Neuronal nitric oxide synthase inhibition reduces brain damage by promoting collateral recruitment in a cerebral hypoxia-ischemia mice model.

OBJECTIVE: The collateral circulation development is considered as a compensatory inherent mechanism to restore damaged blood perfusion after ischemia. We aimed to detect the collateral flow and the mean blood-flow velocities (mBFVs) level in the basilar trunk during or after cerebral hypoxia-ischemia in the mice brain and explore the effect of neuronal nitric oxide synthase (nNOS) inhibition on the collateral flow. MATERIALS AND METHODS: C57BL/6J mice and the nNOS knockout (KO) mice were randomly divided into a sham-operated group (control) and the hypoxia-ischemia (HI) groups that were treated with the phosphate buffered solution (PBS) control or 7-nitroindazole (7-NI). Cortexes were harvested after the HI treatment for analysis of nNOS expression using Western blot and reverse transcription-polymerase chain reaction (RT-PCR). Ultrasound imaging experiments were performed to detect the collateral flow and the mBFVs level in the basilar trunk.
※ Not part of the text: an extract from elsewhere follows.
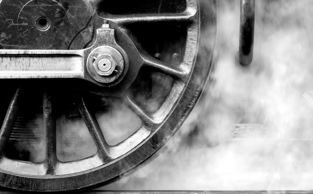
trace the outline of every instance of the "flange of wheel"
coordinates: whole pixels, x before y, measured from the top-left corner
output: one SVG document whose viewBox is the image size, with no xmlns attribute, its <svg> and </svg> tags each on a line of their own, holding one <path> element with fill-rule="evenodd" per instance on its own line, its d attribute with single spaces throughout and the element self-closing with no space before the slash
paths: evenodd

RESULTS: After cerebral HI, the cortical nNOS mRNA and protein levels increased markedly compared with the sham-operated control mice. Besides, 7-NI treatment had no effect on the blood flow in the sham-operated control mice. What's more, either the 7-NI pretreatment or the nNOS gene knockdown before the HI procedure could attenuate the brain injury by the increased collateral flow and the decreased mBFVs level in the basilar trunk. CONCLUSIONS: nNOS inhibition protected hypoxic- ischemic-induced mice brain damage by the increased collateral flow and the decreased mBFVs level in the basilar trunk. Therefore, the 7-NI administration may have potential utility for the treatment of HI injury in human beings.